After her final World Championships race in Glasgow, Van Vleuten spoke of her motto ‘accept, adapt, and move on,’ a phrase that was often brought up when talking to those who know her.

“It’s part of my career, accept, adapt and move on. You can get really angry about a flat tyre but you can’t do anything about it,” she said while talking about the mechanical issue that ruined her podium chances.

“It’s better to make the best out of it, the same with the broken elbow. Last year I was thinking at the start of the race ok, I can still help Marianne Vos to become World Champion and at least I can go home with a better feeling, that was my mentality last year with my broken elbow, and then I got World Champion.”

Annemiek van Vleuten celebrated time trial gold after her disappointment in the road race (Martin Rickett/PA)

Van Vleuten’s last race appeared to be one which provided a perfect finale to her career, however, she openly admitted that she had an alternative ending in mind when planning her retirement.

‘Looking at the UCI calendar I was really almost begging for Lombardia for example because then I would have gone again to altitude to prepare for Lombardia,” she told The Independent.

“I love Italy so that would have been a really nice way to say goodbye. Our [women’s cycling] calendar needs revision because we don’t really have an autumn. We have a really nice spring, and then not much after the stage races, but the guys have a nice autumn calendar and I think it would be also nice if they had a women’s edition. Next year, Lombardia! For me it’s sad that it’s not there, so that’s why I’m finishing like this.”

While the sport still has some way to go in many areas, it is undeniable that it has come on in leaps and bounds since the start of Van Vleuten’s career.

“I started in 2007, and 2008 was my first UCI team. We travelled with a campervan with all the bikes in the back, that was a crazy time,” she said with a laugh.

“I’m super proud that I have been part of the whole development of women’s cycling, and I think also I helped a little bit to raise the bar a little bit for women’s cycling to get it more professional. I was always the first one to go to altitude and now everyone is going.

“I’m happy that I’ve been part of it for the whole journey, it also feels good to leave the sport now that it’s at a super high level. I’m sure it will take more steps and continue to develop, but when I started it was an amateur sport, now it’s professional. I’m proud to be a little part of that.

Van Vleuten leaves an immense legacy to future female riders

“The more people ask me if I have doubts about retiring and are begging me to continue, the more I think it’s a really good moment to stop. It’s nice if people want me to continue, it’s better than them asking when ‘when are you going to stop’.

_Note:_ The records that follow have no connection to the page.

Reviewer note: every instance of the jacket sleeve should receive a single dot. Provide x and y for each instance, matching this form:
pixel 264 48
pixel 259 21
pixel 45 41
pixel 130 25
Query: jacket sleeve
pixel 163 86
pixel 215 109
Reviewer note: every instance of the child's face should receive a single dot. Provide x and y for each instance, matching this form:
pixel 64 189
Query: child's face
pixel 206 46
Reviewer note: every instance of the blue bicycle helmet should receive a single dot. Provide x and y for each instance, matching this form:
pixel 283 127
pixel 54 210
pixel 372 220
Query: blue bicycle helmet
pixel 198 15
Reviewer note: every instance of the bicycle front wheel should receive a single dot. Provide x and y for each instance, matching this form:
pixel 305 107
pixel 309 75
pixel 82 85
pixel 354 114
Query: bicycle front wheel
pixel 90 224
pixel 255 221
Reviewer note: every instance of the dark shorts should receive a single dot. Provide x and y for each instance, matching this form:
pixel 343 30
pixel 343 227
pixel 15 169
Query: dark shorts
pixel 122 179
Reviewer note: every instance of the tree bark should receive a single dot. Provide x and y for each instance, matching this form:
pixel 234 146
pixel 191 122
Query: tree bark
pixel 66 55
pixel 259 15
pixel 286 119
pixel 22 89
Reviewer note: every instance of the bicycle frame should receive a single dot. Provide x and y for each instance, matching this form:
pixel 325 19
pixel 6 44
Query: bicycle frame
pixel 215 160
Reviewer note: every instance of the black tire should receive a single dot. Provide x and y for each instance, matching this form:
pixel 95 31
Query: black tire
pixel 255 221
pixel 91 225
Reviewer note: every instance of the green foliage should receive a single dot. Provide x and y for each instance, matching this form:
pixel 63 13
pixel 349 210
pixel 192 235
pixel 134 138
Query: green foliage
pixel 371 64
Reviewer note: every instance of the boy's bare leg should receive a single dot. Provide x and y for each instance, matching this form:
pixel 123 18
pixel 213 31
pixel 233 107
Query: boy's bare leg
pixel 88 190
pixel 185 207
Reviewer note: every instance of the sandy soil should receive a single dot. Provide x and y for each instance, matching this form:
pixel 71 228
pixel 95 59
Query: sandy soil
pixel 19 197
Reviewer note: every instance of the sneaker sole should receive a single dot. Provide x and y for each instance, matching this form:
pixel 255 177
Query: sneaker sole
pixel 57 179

“It makes me proud because it gives me the feeling that I still entertain people. I’m proud to say goodbye to the sport like this.”

While cycling will have to inevitably ‘accept, adapt, and move on’ as Van Vleuten bids farewell to the professional side of the sport she’s dedicated over 15 years of her life to, all that’s left to say is dankjewel Annemiek; cycling will forever be indebted to your greatness and your impact.